What you might call strictly defined IR work is handled by Hughes and two other colleagues. But being part of the wider financial communications department means they get to see and hear a whole lot more than they would otherwise. Such observations aren’t underhand, but are simply so they can then decide what is available for disclosure and keep the financial community informed.

Techno help?

Keeping fund managers and analysts up-to-date has been significantly aided by new technology but feelings seem mixed about how it aids internal information gathering for investor relations.

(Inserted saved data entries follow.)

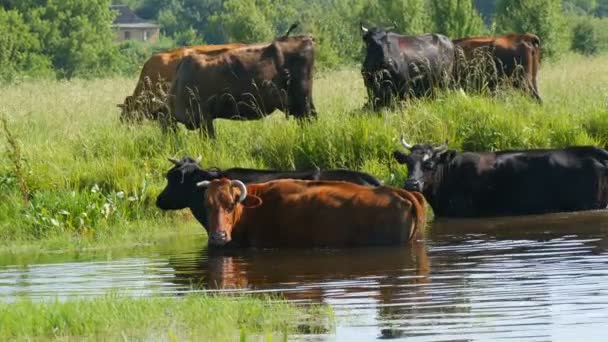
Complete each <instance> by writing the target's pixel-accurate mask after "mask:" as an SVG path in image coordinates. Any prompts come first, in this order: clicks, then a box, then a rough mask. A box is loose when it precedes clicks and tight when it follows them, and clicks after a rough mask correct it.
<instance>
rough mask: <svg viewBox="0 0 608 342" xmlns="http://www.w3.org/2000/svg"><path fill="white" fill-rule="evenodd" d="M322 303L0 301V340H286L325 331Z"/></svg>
mask: <svg viewBox="0 0 608 342" xmlns="http://www.w3.org/2000/svg"><path fill="white" fill-rule="evenodd" d="M332 322H333V314H332V312H331V309H330V308H329V307H325V306H315V305H312V306H309V307H303V306H298V307H296V306H294V305H290V304H287V303H285V302H282V301H280V300H278V299H277V298H272V297H263V298H259V297H256V298H253V297H247V296H245V297H242V296H240V297H238V298H237V297H231V296H226V295H223V296H221V297H218V296H211V295H203V294H191V295H185V296H183V297H180V298H168V297H141V298H137V297H135V298H133V297H126V296H121V295H117V294H109V295H106V296H103V297H98V298H88V299H86V298H80V299H78V298H76V299H68V300H66V301H59V300H53V301H47V302H33V301H30V300H26V299H20V300H17V301H16V302H14V303H1V302H0V340H7V339H15V338H17V339H19V338H28V339H31V338H35V339H40V338H53V339H56V338H59V339H68V340H72V339H78V340H81V339H83V338H87V339H94V340H97V339H100V338H101V339H103V340H119V339H120V340H127V339H128V340H171V341H183V340H190V341H235V340H237V339H240V340H242V341H243V340H252V339H253V338H255V337H256V336H258V337H260V338H257V339H259V340H266V341H270V340H280V341H282V340H286V339H287V336H289V335H293V334H297V333H300V332H306V333H320V332H323V333H327V332H328V331H330V330H332V329H333V323H332Z"/></svg>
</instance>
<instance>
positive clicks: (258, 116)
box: [167, 35, 316, 137]
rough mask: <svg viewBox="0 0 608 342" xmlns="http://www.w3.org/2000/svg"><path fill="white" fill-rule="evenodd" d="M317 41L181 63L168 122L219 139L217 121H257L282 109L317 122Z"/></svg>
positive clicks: (248, 50)
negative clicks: (220, 119)
mask: <svg viewBox="0 0 608 342" xmlns="http://www.w3.org/2000/svg"><path fill="white" fill-rule="evenodd" d="M313 66H314V41H313V37H312V36H310V35H302V36H294V37H289V36H287V35H285V36H283V37H280V38H277V39H275V40H274V41H273V42H271V43H265V44H252V45H247V46H244V47H241V48H237V49H233V50H230V51H227V52H225V53H223V54H220V55H218V56H215V57H209V56H204V55H190V56H186V57H184V58H183V59H182V61H181V63H180V64H179V66H178V70H177V75H176V77H175V80H174V82H173V85H172V86H171V94H170V97H169V109H170V111H171V113H170V115H169V119H170V121H172V122H167V123H172V124H174V123H175V121H177V122H181V123H183V124H184V125H185V126H186V127H187V128H188V129H196V128H200V129H201V130H202V131H203V132H204V133H208V134H209V136H211V137H214V136H215V132H214V128H213V119H215V118H225V119H234V120H255V119H260V118H261V117H263V116H265V115H267V114H270V113H272V112H273V111H274V110H275V109H279V110H281V111H283V112H285V113H286V114H290V115H293V116H294V117H296V118H298V119H303V118H311V117H316V111H315V108H314V104H313V101H312V73H313Z"/></svg>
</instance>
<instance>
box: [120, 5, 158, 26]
mask: <svg viewBox="0 0 608 342" xmlns="http://www.w3.org/2000/svg"><path fill="white" fill-rule="evenodd" d="M110 9H111V10H113V11H117V12H118V14H117V15H116V18H114V22H113V23H112V26H113V27H125V28H153V27H159V26H158V25H157V24H154V23H150V22H147V21H145V20H144V19H142V18H140V17H139V16H137V14H135V12H133V10H132V9H130V8H129V6H127V5H111V6H110Z"/></svg>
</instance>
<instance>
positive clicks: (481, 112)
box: [0, 55, 608, 251]
mask: <svg viewBox="0 0 608 342" xmlns="http://www.w3.org/2000/svg"><path fill="white" fill-rule="evenodd" d="M539 83H540V91H541V96H542V97H543V100H544V104H543V105H538V104H536V103H535V102H534V101H532V100H531V99H529V98H527V97H526V96H523V95H521V94H519V93H517V92H509V91H507V92H501V93H499V94H498V95H497V96H496V97H489V96H484V95H472V94H468V95H465V94H462V93H460V92H448V93H444V94H442V95H440V96H439V98H438V99H435V100H423V101H413V102H411V103H408V104H407V105H404V106H399V107H398V108H393V109H390V110H385V111H382V112H380V113H371V112H367V111H365V110H362V107H363V105H364V103H365V100H366V95H365V89H364V88H363V82H362V80H361V76H360V73H359V72H358V71H357V70H354V69H350V70H342V71H333V72H327V73H318V74H317V76H316V80H315V88H314V99H315V103H316V107H317V109H318V111H319V119H318V120H317V121H316V122H314V123H312V124H309V125H305V126H300V125H298V124H297V123H296V122H295V120H286V119H285V116H284V115H283V114H281V113H275V114H274V115H272V116H270V117H268V118H266V119H264V120H257V121H250V122H239V121H229V120H216V127H217V129H216V130H217V136H218V138H217V139H216V140H215V141H211V140H208V139H205V138H202V137H200V136H199V135H198V134H197V133H196V132H188V131H186V130H185V129H184V128H183V127H182V128H180V130H179V132H178V133H177V134H175V135H163V134H162V133H161V131H160V129H159V128H158V126H157V125H156V124H155V123H152V122H147V123H144V124H142V125H132V126H127V125H123V124H121V123H120V122H119V120H118V115H119V111H118V108H116V104H118V103H122V101H123V100H124V97H125V96H126V95H128V94H130V93H131V92H132V90H133V87H134V85H135V80H133V79H101V80H82V79H76V80H72V81H47V80H39V81H26V82H23V83H19V84H13V85H6V86H3V87H1V88H0V90H1V91H0V113H2V115H3V117H4V118H5V120H4V122H5V123H6V124H4V123H3V124H2V127H0V132H1V133H0V140H1V141H2V146H3V148H2V152H1V153H2V158H0V241H2V243H1V244H0V245H1V246H0V249H4V250H6V251H10V250H16V249H19V248H20V247H19V246H33V247H34V248H37V249H57V248H59V249H66V248H72V247H73V248H76V249H79V248H97V247H99V248H103V247H104V246H107V247H110V246H113V245H116V244H118V245H120V246H123V247H127V246H130V245H137V244H141V243H153V241H154V240H155V239H157V236H163V235H167V234H168V235H170V234H181V231H180V230H179V229H177V230H176V226H182V225H185V226H189V228H187V229H188V231H191V230H192V229H193V230H195V231H196V230H200V227H197V223H196V222H195V221H194V220H193V219H191V218H190V217H189V214H187V213H186V212H184V211H178V212H171V213H165V212H162V211H160V210H158V209H157V208H156V207H155V205H154V201H155V198H156V196H157V195H158V193H160V191H161V190H162V188H163V187H164V186H165V179H164V175H165V173H166V171H167V170H168V169H169V168H170V167H171V164H170V163H169V162H168V161H167V157H183V156H186V155H188V156H197V155H201V157H202V162H201V165H202V166H204V167H211V166H217V167H237V166H240V167H258V168H277V169H294V168H298V169H305V168H314V167H319V168H339V167H343V168H350V169H355V170H362V171H366V172H369V173H371V174H373V175H375V176H377V177H379V178H381V179H383V180H384V181H385V182H386V183H387V184H390V185H395V186H400V185H402V184H403V181H404V179H405V175H406V172H407V170H406V169H405V168H404V167H403V166H401V165H398V164H397V163H396V162H395V161H394V160H392V157H391V152H392V151H393V150H394V149H399V148H401V147H400V144H399V142H398V138H399V135H400V134H401V133H404V134H405V136H406V138H407V140H408V141H409V142H410V143H420V142H432V143H436V144H439V143H442V142H444V141H445V140H446V139H447V140H448V141H449V145H450V147H451V148H455V149H464V150H471V151H483V150H500V149H516V148H547V147H562V146H567V145H585V144H594V145H598V146H606V145H607V143H608V99H607V97H608V86H607V85H608V60H607V59H606V58H605V56H598V57H592V58H586V57H581V56H574V55H571V56H567V57H564V58H563V59H561V60H559V61H551V62H546V63H543V66H542V68H541V70H540V73H539ZM193 227H197V228H193ZM2 246H3V247H2Z"/></svg>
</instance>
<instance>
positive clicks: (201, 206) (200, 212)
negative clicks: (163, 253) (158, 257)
mask: <svg viewBox="0 0 608 342" xmlns="http://www.w3.org/2000/svg"><path fill="white" fill-rule="evenodd" d="M169 161H170V162H172V163H173V164H174V166H173V167H172V168H171V169H170V170H169V171H168V172H167V186H166V187H165V189H164V190H163V191H162V192H161V193H160V195H158V197H157V198H156V206H157V207H158V208H160V209H162V210H178V209H185V208H189V209H190V211H191V212H192V215H194V217H196V219H197V220H198V221H199V222H200V223H201V224H202V225H203V226H207V214H206V211H205V208H204V205H203V199H204V196H203V193H204V191H205V190H204V189H201V188H199V187H197V186H196V183H198V182H202V181H205V180H209V181H210V180H214V179H220V178H223V177H225V178H228V179H239V180H241V181H242V182H244V183H245V184H248V183H263V182H268V181H271V180H275V179H285V178H291V179H303V180H325V181H345V182H350V183H355V184H361V185H368V186H379V185H381V182H380V181H379V180H378V179H376V178H375V177H373V176H371V175H368V174H367V173H363V172H358V171H350V170H342V169H338V170H309V171H276V170H254V169H242V168H232V169H227V170H220V169H217V168H213V169H209V170H205V169H202V168H201V167H200V166H199V165H198V163H199V162H200V158H197V159H193V158H190V157H185V158H183V159H182V160H177V159H173V158H169Z"/></svg>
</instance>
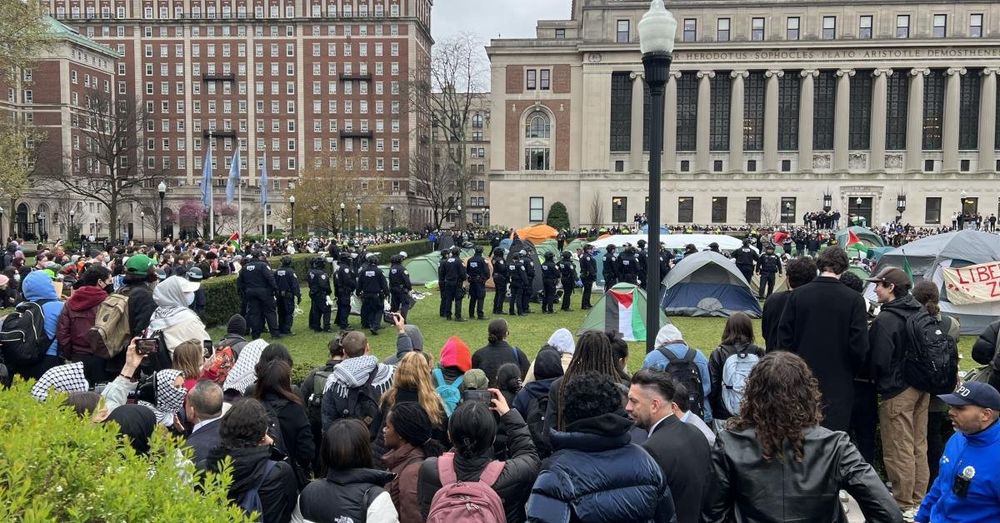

Foster remains committed to the phone as the primary tool at her disposal but acknowledges that internal e-mail is useful for chat notes or to register that, say, the company has just entered clinical trials for product X.

Myers is more of a convert in the internal e-mail regard. ‘You can ask a question that colleagues can reply to when it’s comfortable for them to do so. It allows them to respond at leisure and provides a documented answer.’

Hughes comments that being based at headquarters means that ‘all the data is here’ and an intranet would not necessarily help in information gathering. Sure, he and his colleagues use internal e-mail but where technology really comes into its own is with the internal television system. ‘When we’re working on an earnings release we can connect via the television with the food company in Chicago. And we’re taking that internal videoconferencing, enhancing it and making it more interactive.’

Informal chats via videophone may well be the way of the future. And, who knows, teleportation could be just round the corner. Now that would really make information gathering a lot easier.